Le Gouvernement n’entend pas créer de cadre juridique spécifique au coliving. Dans une réponse publiée au Journal officiel le 27 janvier 2026, le ministère de la Ville et du Logement estime qu’une telle évolution irait à l’encontre de l’objectif de simplification du paysage administratif poursuivi par l’exécutif.
Cette réponse fait suite à une question écrite d’Iñaki Echaniz, député (PS) des Pyrénées-Atlantiques, adressée à Valérie Létard, alors ministre chargée du Logement. Le parlementaire interrogeait le Gouvernement sur les mesures envisagées pour clarifier le statut juridique du coliving et garantir un encadrement des loyers pratiqués.
« Bien que ce modèle réponde à certains besoins de mobilité, notamment chez les jeunes actifs et les étudiants, il demeure largement non encadré », souligne-t-il.
Le rappel du droit existant comme ligne de conduite
Dans sa réponse, le ministère rappelle que la résidence principale est définie par la loi du 6 juillet 1989 comme un logement occupé au moins huit mois par an. Dès lors qu’un bail en coliving excède cette durée, il relève de ce régime juridique, y compris des dispositifs d’encadrement des loyers dans les zones concernées.

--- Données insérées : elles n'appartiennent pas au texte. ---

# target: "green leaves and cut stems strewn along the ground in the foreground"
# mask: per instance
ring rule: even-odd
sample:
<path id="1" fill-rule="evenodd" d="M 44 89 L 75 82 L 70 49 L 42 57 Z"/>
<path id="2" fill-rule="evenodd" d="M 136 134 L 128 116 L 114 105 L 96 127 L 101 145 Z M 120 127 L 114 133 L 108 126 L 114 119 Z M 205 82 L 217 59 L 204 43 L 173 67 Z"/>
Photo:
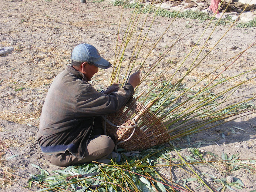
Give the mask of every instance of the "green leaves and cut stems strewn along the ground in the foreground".
<path id="1" fill-rule="evenodd" d="M 125 152 L 122 149 L 122 158 L 120 162 L 115 162 L 115 159 L 111 160 L 111 163 L 101 164 L 99 162 L 85 163 L 80 166 L 69 166 L 64 170 L 53 171 L 54 175 L 50 175 L 46 170 L 41 169 L 37 165 L 34 167 L 40 170 L 40 174 L 30 175 L 28 187 L 34 184 L 41 186 L 40 192 L 43 191 L 75 191 L 75 192 L 116 192 L 116 191 L 188 191 L 186 189 L 186 183 L 190 181 L 199 182 L 198 189 L 206 185 L 203 181 L 206 177 L 213 178 L 217 183 L 218 191 L 223 187 L 233 190 L 233 188 L 243 189 L 244 184 L 239 178 L 234 178 L 234 182 L 227 183 L 225 175 L 224 178 L 220 178 L 209 173 L 193 174 L 193 169 L 186 178 L 172 178 L 172 182 L 165 177 L 164 174 L 159 172 L 158 167 L 177 167 L 179 169 L 191 168 L 189 164 L 206 165 L 214 167 L 216 170 L 222 169 L 223 166 L 228 167 L 226 172 L 232 172 L 234 170 L 245 168 L 249 172 L 254 170 L 253 165 L 256 164 L 255 160 L 242 161 L 238 159 L 238 154 L 230 155 L 222 154 L 218 157 L 215 154 L 206 151 L 199 151 L 196 148 L 189 148 L 190 155 L 181 155 L 183 149 L 176 150 L 177 157 L 173 157 L 173 148 L 165 146 L 156 146 L 152 149 L 147 149 L 141 153 Z M 187 153 L 187 152 L 186 152 Z M 172 155 L 172 156 L 171 156 Z M 206 157 L 211 161 L 206 162 Z M 210 157 L 210 158 L 209 158 Z M 222 164 L 220 166 L 220 164 Z M 68 176 L 88 174 L 100 172 L 95 176 L 88 178 L 73 178 L 67 181 Z M 219 184 L 218 184 L 219 183 Z M 211 191 L 211 190 L 210 190 Z"/>

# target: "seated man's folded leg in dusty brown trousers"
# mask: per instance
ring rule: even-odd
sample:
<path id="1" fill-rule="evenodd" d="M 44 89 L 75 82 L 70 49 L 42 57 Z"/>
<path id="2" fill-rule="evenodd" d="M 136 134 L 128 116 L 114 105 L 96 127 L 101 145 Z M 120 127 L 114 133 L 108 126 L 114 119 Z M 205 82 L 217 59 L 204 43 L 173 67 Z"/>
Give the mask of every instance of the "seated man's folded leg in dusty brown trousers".
<path id="1" fill-rule="evenodd" d="M 111 154 L 114 148 L 114 141 L 110 137 L 107 135 L 99 135 L 98 137 L 92 138 L 88 141 L 83 159 L 77 158 L 68 151 L 63 154 L 54 154 L 51 156 L 46 155 L 46 158 L 47 160 L 50 160 L 53 165 L 69 166 L 106 158 Z"/>

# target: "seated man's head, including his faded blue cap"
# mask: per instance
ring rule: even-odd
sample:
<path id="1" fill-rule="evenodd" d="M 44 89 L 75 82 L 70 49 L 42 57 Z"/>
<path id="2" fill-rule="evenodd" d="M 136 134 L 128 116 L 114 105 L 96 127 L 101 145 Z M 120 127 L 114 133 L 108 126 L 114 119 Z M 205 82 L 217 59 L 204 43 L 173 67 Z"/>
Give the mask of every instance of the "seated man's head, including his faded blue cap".
<path id="1" fill-rule="evenodd" d="M 98 50 L 90 44 L 79 44 L 71 54 L 71 66 L 82 72 L 88 81 L 98 72 L 98 67 L 107 69 L 111 63 L 100 56 Z"/>

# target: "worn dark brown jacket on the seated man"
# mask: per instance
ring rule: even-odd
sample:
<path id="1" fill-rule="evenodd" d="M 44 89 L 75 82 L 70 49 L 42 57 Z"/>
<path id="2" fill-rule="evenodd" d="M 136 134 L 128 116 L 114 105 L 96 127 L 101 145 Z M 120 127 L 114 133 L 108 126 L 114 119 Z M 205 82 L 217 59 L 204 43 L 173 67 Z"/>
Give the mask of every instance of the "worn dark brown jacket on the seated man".
<path id="1" fill-rule="evenodd" d="M 117 112 L 133 95 L 134 88 L 123 88 L 105 95 L 88 83 L 84 74 L 68 66 L 54 79 L 40 116 L 37 141 L 44 154 L 68 150 L 83 158 L 94 119 Z"/>

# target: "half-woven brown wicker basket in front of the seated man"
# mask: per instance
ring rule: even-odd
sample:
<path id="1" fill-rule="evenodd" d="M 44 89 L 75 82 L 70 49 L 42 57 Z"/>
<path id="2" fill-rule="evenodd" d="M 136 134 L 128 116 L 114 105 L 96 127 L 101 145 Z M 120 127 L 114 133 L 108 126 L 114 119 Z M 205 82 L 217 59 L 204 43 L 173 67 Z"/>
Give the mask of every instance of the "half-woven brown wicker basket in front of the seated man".
<path id="1" fill-rule="evenodd" d="M 135 121 L 131 120 L 132 117 Z M 159 118 L 134 98 L 131 98 L 124 108 L 115 114 L 107 115 L 106 118 L 112 123 L 106 124 L 107 135 L 118 147 L 127 151 L 151 148 L 170 140 L 170 135 Z M 134 126 L 135 122 L 137 126 Z"/>

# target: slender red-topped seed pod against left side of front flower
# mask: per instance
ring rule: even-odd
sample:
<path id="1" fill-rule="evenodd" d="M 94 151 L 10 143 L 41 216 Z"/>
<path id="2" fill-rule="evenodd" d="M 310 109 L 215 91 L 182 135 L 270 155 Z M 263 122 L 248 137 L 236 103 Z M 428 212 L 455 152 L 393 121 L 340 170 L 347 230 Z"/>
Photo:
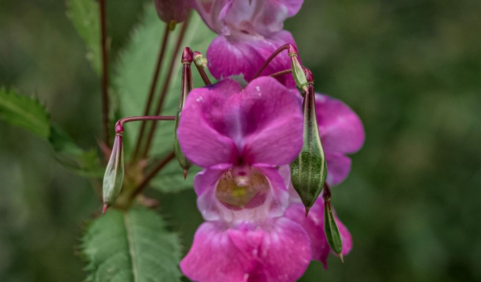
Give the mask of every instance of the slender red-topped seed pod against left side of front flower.
<path id="1" fill-rule="evenodd" d="M 175 118 L 175 130 L 174 130 L 174 153 L 177 158 L 180 167 L 184 170 L 184 178 L 187 177 L 187 171 L 192 167 L 192 163 L 187 160 L 184 153 L 180 149 L 179 140 L 177 138 L 177 128 L 179 127 L 180 116 L 182 109 L 184 108 L 187 94 L 192 90 L 192 50 L 189 47 L 185 47 L 182 53 L 182 85 L 180 87 L 180 100 L 179 107 L 177 108 L 177 115 Z"/>

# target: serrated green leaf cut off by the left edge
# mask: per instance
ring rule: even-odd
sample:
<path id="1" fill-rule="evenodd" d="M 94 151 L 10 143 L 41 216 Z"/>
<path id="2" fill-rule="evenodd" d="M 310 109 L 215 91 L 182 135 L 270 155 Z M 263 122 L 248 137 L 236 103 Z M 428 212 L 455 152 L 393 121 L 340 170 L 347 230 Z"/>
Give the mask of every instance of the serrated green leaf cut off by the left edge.
<path id="1" fill-rule="evenodd" d="M 0 89 L 0 118 L 42 138 L 50 135 L 50 118 L 44 105 L 37 98 L 21 95 L 13 89 Z"/>

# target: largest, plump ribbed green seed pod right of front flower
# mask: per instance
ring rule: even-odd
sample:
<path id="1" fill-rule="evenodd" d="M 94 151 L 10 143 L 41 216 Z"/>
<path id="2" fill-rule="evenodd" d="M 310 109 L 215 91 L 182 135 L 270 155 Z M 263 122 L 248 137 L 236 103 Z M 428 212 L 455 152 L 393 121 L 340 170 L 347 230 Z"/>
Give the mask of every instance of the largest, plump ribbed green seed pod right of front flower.
<path id="1" fill-rule="evenodd" d="M 304 137 L 299 157 L 290 164 L 292 186 L 297 191 L 307 212 L 319 197 L 327 176 L 326 158 L 317 125 L 314 88 L 309 84 L 304 98 Z"/>

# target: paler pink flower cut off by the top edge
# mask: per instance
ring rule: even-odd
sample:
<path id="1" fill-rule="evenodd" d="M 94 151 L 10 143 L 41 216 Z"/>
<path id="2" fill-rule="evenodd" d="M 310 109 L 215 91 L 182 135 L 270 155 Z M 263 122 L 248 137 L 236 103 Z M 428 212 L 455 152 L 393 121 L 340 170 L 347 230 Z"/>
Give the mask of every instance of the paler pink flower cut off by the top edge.
<path id="1" fill-rule="evenodd" d="M 274 50 L 295 45 L 284 20 L 297 14 L 303 0 L 196 0 L 204 22 L 219 36 L 207 50 L 209 70 L 217 79 L 242 73 L 250 81 Z M 262 72 L 268 75 L 290 68 L 282 53 Z M 288 86 L 293 86 L 292 79 Z"/>

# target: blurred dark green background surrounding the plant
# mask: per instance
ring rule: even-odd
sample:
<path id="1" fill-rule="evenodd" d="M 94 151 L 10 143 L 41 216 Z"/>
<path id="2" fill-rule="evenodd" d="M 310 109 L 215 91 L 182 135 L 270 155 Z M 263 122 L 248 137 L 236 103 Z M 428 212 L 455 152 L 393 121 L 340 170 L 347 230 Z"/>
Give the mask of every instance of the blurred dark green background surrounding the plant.
<path id="1" fill-rule="evenodd" d="M 112 52 L 143 4 L 109 1 Z M 317 90 L 349 104 L 367 136 L 333 189 L 354 248 L 301 281 L 481 281 L 480 15 L 480 0 L 306 0 L 285 23 Z M 85 52 L 64 1 L 0 1 L 0 85 L 40 97 L 89 148 L 100 83 Z M 90 183 L 4 122 L 0 180 L 0 281 L 82 281 L 79 238 L 99 210 Z M 151 194 L 186 252 L 202 221 L 194 192 Z"/>

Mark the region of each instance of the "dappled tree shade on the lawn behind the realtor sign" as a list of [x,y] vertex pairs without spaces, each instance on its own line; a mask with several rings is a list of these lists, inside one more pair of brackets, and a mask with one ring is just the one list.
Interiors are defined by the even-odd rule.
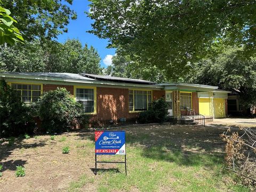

Le ministère évoque également le cadre applicable aux résidences de services, conçu pour limiter certaines dérives déjà observées dans le passé, notamment dans les résidences seniors. Les services non individualisables y sont strictement encadrés par le Code de la construction et de l’habitation afin d’éviter, selon l’administration, « des charges trop lourdes pour les locataires ».
« Des loyers supérieurs de 30 à 40 % aux loyers moyens »
Pour Iñaki Echaniz, ces rappels sont insuffisants au regard des pratiques constatées sur le terrain. « Entre 2021 et 2023, l’offre de coliving a progressé de 70 %, attirant plus de 430 M€ d’investissements en 2023 », rappelle le député. Une dynamique qui s’accompagne, selon lui, d’une inflation significative des loyers. « Dans plusieurs métropoles, les loyers pratiqués dépassent de 30 à 40 % les loyers moyens », affirme-t-il.
À Lyon, par exemple, « un studio de 15 m² en coliving peut atteindre 825 € par mois, contre 529 € pour une chambre en colocation classique ». Le député pointe également « des charges facturées par les opérateurs pouvant représenter jusqu’à un tiers du loyer, bien souvent supérieures à leur coût réel ».
Des initiatives locales en ordre dispersé
Le flou juridique entourant le coliving est, selon Iñaki Echaniz, à l’origine de nombreuses dérives. « Certains opérateurs utilisent le statut de résidence avec services pour échapper à l’encadrement des loyers en vigueur dans les zones tendues », déplore-t-il, estimant que ce contournement « pèse directement sur des locataires souvent sans solution alternative en période de crise du logement ».
À Paris, la municipalité a déjà tranché. Le Conseil de Paris a adopté le 8 octobre 2025 une délibération dite de « zéro coliving », refusant tout nouveau projet sur le territoire. Une initiative portée par Ian Brossat, également à l’origine d’une proposition de loi déposée au Sénat le 7 novembre 2025, toujours en attente d’examen.